Die Musikerin, die vor gut zehn Jahren in Minneapolis ihre ersten Songs aufnahm, ist jetzt auf dem (bisherigen) Höhepunkt ihrer Karriere. Als sie im April ihre neue Solo-Single „About Damn Time“ veröffentlichte, wurde dazu weltweit getanzt. Es war höchste Zeit und doch war die 34-Jährige nie wirklich weg. Eine eigene Mode-Linie, eine Emmy-nominierte Reality-Show und Auftritte überall auf der Welt haben ihre Songs und Botschaften auf die Titelseiten katapultiert. Und das zu Recht. Lizzo ist eine Ikone.

Und: Lizzo ist eine Schwarze, dicke Frau in einer Welt voller Rassismus, fatphobia und Misogynie. Auch die popkulturelle Öffentlichkeit hat sich noch nicht an dicke Frauenkörper gewöhnt, das zeigt nicht zuletzt die Steifheit (oder erzwungene Lockerheit), mit der über Lizzo berichtet wird.

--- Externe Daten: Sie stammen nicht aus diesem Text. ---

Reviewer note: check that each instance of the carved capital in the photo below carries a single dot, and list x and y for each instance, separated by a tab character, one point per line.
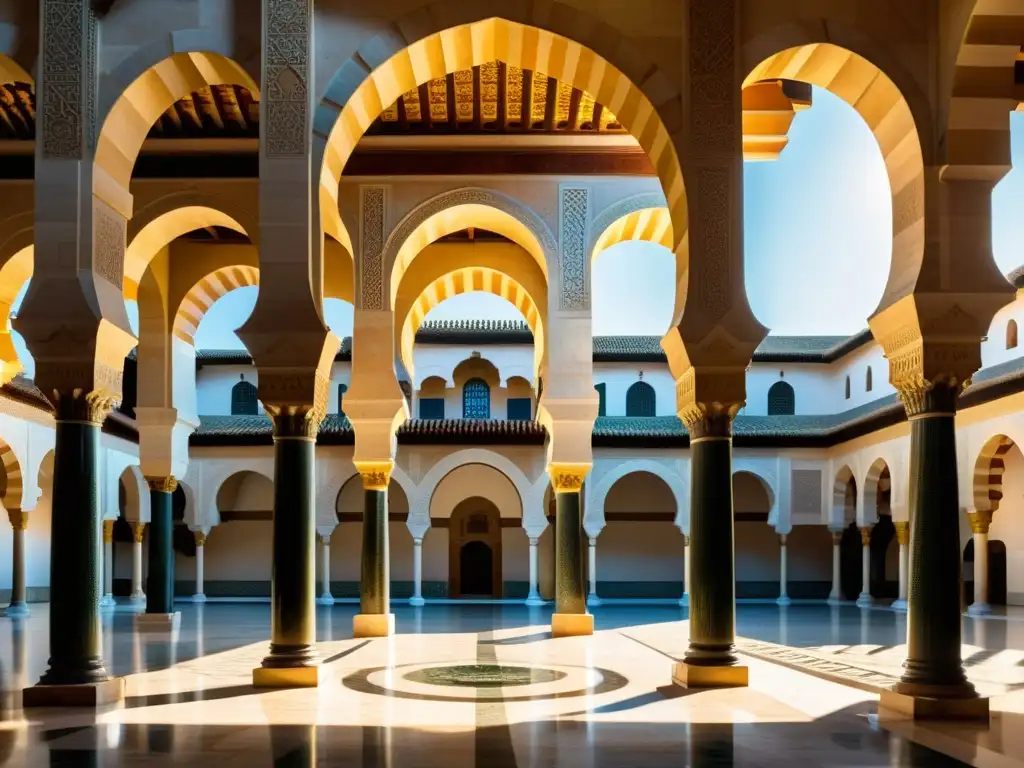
376	475
137	530
980	520
567	478
18	519
162	484
902	532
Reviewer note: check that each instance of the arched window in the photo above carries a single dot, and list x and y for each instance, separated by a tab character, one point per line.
342	388
781	399
640	399
475	399
244	399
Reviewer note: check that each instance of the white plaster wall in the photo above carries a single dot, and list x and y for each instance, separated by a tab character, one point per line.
619	377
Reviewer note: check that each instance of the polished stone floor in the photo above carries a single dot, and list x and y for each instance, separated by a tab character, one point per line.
485	685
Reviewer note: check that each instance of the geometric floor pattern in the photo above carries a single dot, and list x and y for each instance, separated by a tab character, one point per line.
481	685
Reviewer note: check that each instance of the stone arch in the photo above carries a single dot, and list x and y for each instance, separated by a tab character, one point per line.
132	114
469	280
594	512
391	64
887	111
455	210
988	470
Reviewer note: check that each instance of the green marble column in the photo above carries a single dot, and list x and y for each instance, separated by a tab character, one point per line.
933	667
160	580
570	591
76	568
293	617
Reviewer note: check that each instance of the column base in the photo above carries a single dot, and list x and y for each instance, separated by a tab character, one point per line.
903	707
373	625
979	609
571	625
16	610
693	676
287	677
158	622
87	695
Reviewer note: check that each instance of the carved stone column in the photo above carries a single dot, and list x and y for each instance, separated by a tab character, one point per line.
375	617
980	521
903	537
864	598
570	616
18	605
710	660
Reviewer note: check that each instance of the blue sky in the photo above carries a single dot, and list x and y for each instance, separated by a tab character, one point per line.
817	232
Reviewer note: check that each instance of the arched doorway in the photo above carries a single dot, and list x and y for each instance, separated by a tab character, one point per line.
475	549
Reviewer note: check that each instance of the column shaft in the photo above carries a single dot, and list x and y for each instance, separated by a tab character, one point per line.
570	594
160	582
933	666
75	570
293	615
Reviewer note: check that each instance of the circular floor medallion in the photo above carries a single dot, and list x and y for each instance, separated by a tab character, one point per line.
483	676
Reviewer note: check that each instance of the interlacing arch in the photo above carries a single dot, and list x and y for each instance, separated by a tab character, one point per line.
469	45
978	134
880	102
988	471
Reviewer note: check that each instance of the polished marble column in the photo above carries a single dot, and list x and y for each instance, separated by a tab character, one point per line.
160	613
375	617
293	660
108	603
783	592
933	683
18	605
864	598
903	538
836	596
200	596
76	675
417	599
710	660
570	616
326	598
534	598
592	598
137	595
980	522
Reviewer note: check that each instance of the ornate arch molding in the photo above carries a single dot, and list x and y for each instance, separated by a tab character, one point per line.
461	197
615	211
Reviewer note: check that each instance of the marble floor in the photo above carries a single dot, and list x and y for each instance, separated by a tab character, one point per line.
485	685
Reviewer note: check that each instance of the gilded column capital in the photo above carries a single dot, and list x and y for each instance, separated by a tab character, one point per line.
567	478
980	520
376	475
902	532
18	519
162	484
137	530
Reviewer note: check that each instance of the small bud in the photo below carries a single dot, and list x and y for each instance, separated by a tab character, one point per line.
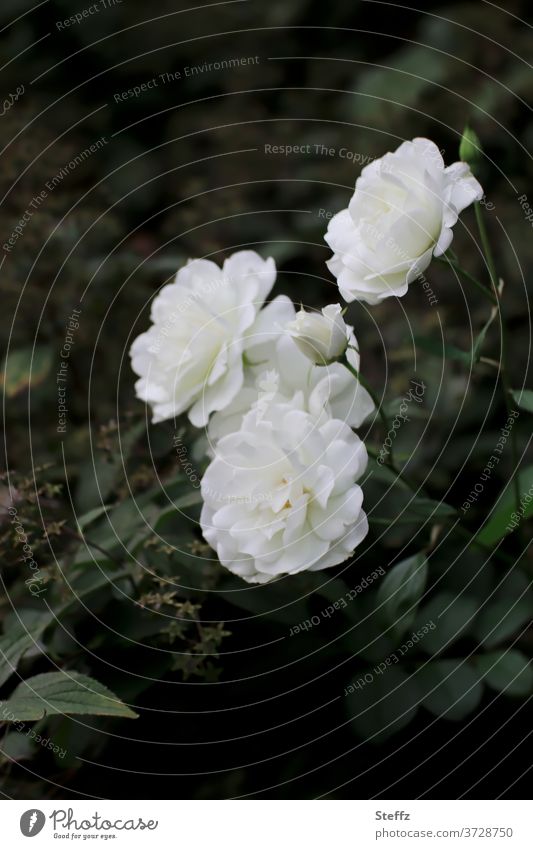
322	337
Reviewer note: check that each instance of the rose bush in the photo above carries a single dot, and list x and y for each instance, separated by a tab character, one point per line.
277	369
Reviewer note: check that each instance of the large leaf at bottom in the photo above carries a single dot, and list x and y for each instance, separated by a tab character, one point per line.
61	693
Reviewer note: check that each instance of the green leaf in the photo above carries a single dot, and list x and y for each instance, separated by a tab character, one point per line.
400	591
24	367
453	616
502	619
507	671
88	518
449	688
524	399
384	705
22	637
500	520
15	644
61	693
470	147
16	747
189	499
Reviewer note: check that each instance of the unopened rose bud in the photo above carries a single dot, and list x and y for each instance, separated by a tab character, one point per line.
470	148
322	337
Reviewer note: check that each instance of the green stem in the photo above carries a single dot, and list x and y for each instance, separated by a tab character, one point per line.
489	259
487	250
372	394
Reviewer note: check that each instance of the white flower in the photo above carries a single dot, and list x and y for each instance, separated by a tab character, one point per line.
400	215
191	358
277	370
323	338
281	497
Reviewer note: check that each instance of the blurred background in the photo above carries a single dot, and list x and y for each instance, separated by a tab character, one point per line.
132	139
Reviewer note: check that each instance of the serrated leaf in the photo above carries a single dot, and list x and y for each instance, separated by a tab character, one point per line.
449	688
61	693
507	671
524	399
24	367
399	593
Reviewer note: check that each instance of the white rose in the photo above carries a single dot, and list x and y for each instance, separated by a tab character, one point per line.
281	497
326	391
322	337
400	215
191	358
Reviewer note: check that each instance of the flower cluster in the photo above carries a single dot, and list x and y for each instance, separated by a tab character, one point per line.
278	391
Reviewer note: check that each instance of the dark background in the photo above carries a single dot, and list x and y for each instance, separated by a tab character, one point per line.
184	173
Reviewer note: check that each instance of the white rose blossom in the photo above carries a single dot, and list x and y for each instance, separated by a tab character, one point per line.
191	358
277	370
322	337
281	497
400	215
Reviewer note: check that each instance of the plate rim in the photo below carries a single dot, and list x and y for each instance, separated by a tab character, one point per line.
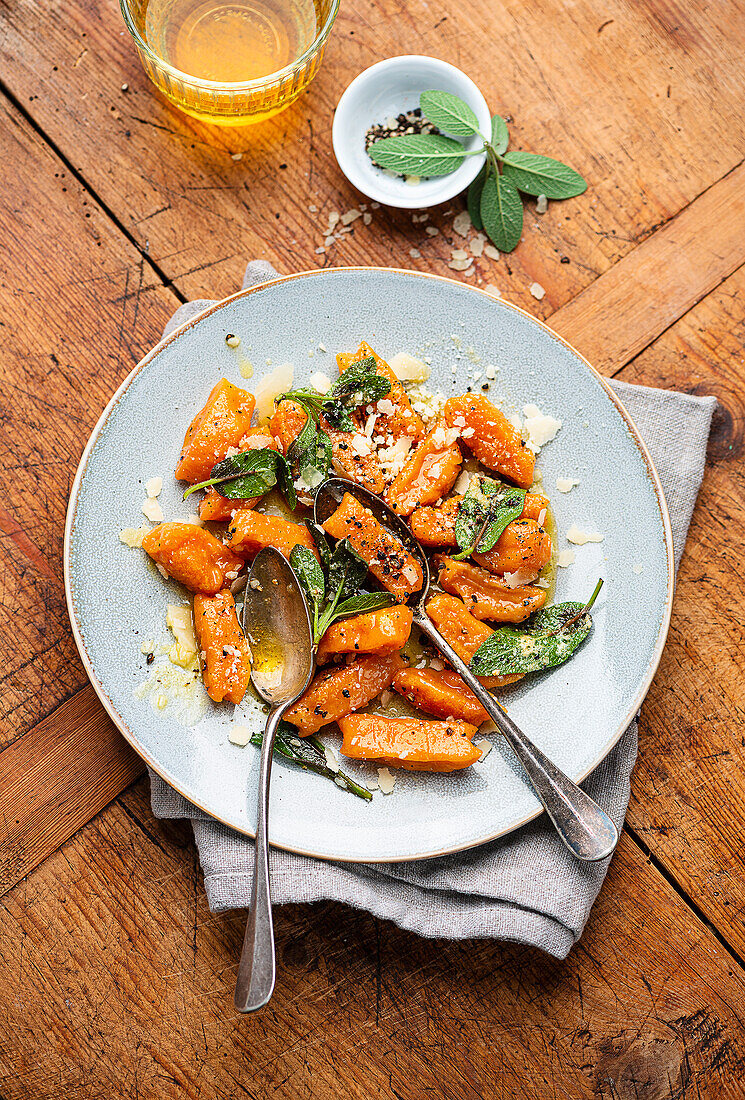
130	736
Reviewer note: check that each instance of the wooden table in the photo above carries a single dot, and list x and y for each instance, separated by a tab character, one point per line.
117	981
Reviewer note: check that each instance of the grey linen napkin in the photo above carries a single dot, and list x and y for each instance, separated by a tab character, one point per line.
525	887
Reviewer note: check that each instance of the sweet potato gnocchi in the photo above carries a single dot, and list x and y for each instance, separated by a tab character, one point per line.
460	474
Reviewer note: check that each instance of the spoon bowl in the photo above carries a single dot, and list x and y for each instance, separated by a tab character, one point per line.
584	828
276	624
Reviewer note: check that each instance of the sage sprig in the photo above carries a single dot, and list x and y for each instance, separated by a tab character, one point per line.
494	201
310	453
332	591
547	639
308	752
483	514
249	474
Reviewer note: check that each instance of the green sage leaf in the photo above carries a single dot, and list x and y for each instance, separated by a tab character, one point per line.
307	752
548	639
318	535
541	175
473	200
309	574
347	570
483	514
247	474
363	603
418	154
502	212
310	453
500	134
449	112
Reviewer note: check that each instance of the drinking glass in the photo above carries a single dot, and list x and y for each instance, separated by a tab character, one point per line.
229	102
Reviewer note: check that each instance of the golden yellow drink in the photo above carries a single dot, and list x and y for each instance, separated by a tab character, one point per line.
230	62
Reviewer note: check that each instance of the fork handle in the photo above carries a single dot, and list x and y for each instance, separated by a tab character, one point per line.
585	829
256	970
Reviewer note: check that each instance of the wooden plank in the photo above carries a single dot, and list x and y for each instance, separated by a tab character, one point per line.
51	787
688	796
663	130
623	310
119	983
78	306
624	292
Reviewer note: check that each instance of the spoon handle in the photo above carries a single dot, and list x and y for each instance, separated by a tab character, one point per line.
256	969
585	829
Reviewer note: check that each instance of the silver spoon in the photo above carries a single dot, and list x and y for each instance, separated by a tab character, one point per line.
277	627
587	829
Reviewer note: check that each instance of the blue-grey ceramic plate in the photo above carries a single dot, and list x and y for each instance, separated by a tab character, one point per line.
574	713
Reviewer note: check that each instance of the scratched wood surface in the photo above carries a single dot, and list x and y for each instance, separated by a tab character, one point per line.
116	979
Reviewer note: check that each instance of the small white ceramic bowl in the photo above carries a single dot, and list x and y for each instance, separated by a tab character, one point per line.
386	89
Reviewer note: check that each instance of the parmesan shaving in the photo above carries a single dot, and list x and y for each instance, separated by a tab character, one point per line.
276	382
540	429
408	369
240	735
385	780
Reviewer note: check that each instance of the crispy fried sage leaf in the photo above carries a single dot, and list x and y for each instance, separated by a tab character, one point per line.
249	474
547	639
484	513
308	573
310	453
347	570
362	603
308	752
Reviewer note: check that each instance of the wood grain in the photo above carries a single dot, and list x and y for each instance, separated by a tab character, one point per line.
633	303
138	982
688	798
78	306
117	980
644	99
55	779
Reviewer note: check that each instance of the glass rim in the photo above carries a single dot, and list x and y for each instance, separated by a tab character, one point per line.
230	85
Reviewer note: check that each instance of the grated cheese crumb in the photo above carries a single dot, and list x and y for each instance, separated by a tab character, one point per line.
320	381
240	735
331	758
408	369
461	223
540	429
385	780
152	509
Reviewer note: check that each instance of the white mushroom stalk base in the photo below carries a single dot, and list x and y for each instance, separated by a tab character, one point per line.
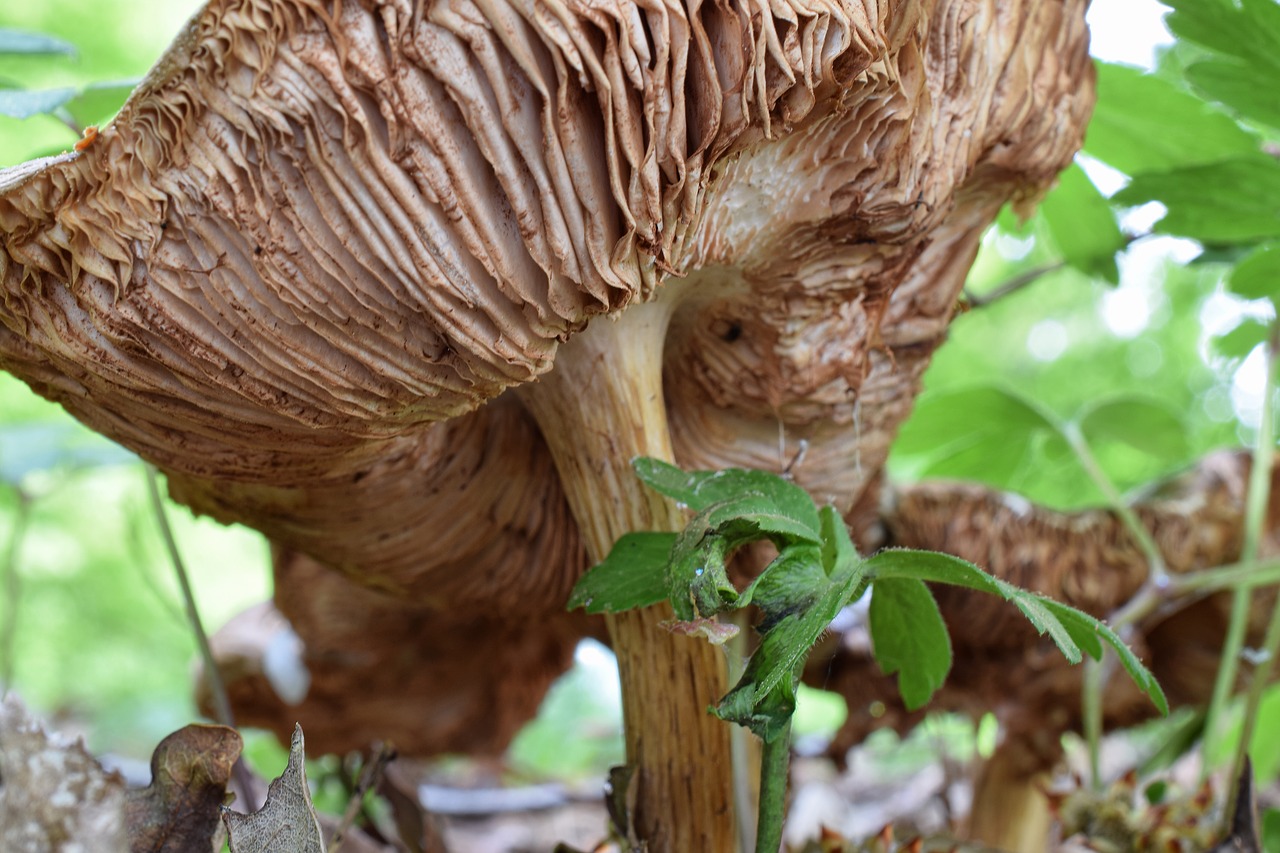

Eine Botschaft, perfekt um zitiert zu werden

Mut machen, das möchte Lizzo, so wie ihr vor fünfzehn Jahren die Songs von Beyoncé Hoffnung gegeben hat: „In case nobody told you today / You’re special“, singt sie in „Special“ auf einen HipHop-Beat und ein souliges Bett aus Bläsern, Keys und Streichern. Sloganhaft und perfekt, um im Internet zitiert zu werden, klingt diese Botschaft. Doch Lizzo deutet an, wohin es gehen kann, wenn einen Hater vom Gegenteil überzeugen wollen: „I’m so glad you’re still with us / Broken, but damn, you’re still perfect.“ In den Strophen resümiert sie dann, welcher Gegenwind auch ihr nach wie vor entgegen weht: „If it wasn’t me, then would you even get offended or / Is it just because I’m black and heavy? Y’all don’t hear me though.“

Lizzo: „Special“ (Nice Life/Atlantic)

Solche sozialkritischen Reflexionen bleiben allerdings die Ausnahme auf „Special“. Lizzos vierte Platte, drei Jahre nach ihrem Debüt auf einem Major-Label, ist ein Album über die Liebe. „Bisher ging es in meiner Musik immer um den Versuch, sich selbst zu lieben. Dieses Album drückt nun die Sicherheit aus, die daraus resultiert. Die Stärke. Ich habe dafür gearbeitet, und nun seht alle, was ich dafür bekomme“, definiert Lizzo ihr Album. Die lästige Selbstliebe-Arbeit, die wir uns so lange beigebracht haben, soll sich also endlich auszahlen. „I did the work“, singt sie so auch in „Am I Ready (2 Be Loved)“.

Liebe bedeutet bei Lizzo allerdings nicht nur romantische Zweierbeziehungen, sondern auch Freun­d:in­nen­schaft und die Wertschätzung für ihre Community. „Where my girls at?“, singt sie und lädt zu einer großen Party ein. Der Song „Grrrls“ kam schon vor einem Monat heraus. Weil sie darin ein ableistisches Wort benutzte, gab es Kritik von ihren Fans. Lizzo reagierte prompt, entschuldigte sich, löschte den Song von allen Plattformen und brachte ihn in einer neuen Version heraus. Würden alle Menschen, die sich öffentlich äußern, diese Art, mit Kritik umzugehen, besitzen – die Welt wäre ein besserer Ort.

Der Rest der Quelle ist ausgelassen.